Similarly with the pads, if they are running hotter then I would guess your vanes are somehow reducing the bulk airflow over the pad/carrier assembly and reducing the cooling effect. As you rightly say because of the proximity of the rotor there probably isnt much of a convective effect, likewise because it is a 'floating' element it doesnt have much physical contact to conduct heat away, so it wouldnt take much of a change in conditions to cause an increase in temperature.

We’re on the same page except for the viscosity thing. The point is that air at high temperature becomes more viscose which, in turn, forms a thicker, more adherent, insulating boundary layer. The boundary layer, being laminar, transfers heat by simple conduction that is rather ineffective, particularly during the short cycle period between the trailing and leading edges of the pads during which the transfer occurs. This is all rather counterintuitive in that the physical properties of air change appreciable at 800° to 1000° F. Checkout the Jan 30 discussion in the related Brake Heat Rejection thread.

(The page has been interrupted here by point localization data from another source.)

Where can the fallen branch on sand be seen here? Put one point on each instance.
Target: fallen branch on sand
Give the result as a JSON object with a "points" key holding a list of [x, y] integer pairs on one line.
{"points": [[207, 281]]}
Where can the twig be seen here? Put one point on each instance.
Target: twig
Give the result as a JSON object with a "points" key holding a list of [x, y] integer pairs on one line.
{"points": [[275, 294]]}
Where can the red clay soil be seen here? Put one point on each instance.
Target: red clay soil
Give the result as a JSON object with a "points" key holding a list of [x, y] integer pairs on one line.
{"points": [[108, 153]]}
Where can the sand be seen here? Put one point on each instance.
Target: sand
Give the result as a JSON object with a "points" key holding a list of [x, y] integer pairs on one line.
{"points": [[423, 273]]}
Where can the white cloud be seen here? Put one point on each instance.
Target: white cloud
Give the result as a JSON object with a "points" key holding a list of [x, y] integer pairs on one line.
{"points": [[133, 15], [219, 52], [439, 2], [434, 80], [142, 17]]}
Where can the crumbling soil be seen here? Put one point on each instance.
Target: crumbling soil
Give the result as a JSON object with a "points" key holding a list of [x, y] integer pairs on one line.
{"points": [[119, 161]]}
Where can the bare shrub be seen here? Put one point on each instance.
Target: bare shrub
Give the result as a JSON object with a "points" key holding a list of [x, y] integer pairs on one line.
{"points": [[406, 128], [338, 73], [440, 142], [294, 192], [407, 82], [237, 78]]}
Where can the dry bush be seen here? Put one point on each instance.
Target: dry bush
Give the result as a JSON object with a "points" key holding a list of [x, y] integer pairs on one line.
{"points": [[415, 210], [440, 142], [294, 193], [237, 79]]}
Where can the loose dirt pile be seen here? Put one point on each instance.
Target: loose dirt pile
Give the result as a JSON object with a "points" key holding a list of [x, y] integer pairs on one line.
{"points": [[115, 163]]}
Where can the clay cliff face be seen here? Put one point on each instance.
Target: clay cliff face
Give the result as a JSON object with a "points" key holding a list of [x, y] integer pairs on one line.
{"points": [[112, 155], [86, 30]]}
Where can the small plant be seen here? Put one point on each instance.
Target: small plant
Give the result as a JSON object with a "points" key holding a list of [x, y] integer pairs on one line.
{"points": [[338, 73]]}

As you recognize, the vane essentially “pumps” the heated boundary layer from the rotor. That’s the purpose of the vane, to take advantage of the thick, hot boundary layer to reject heat.

It was a bit of a surprise to me that the pads run hotter with the vane. I had expected the cooler rotor to conduct heat from the pads. But it appears that the boundary layer also carries cooler air to the pad that is also disrupted by the vanes. Since the pads are not very heat conductive and have a fairly low specific heat, this development is hopefully not that much of a setback.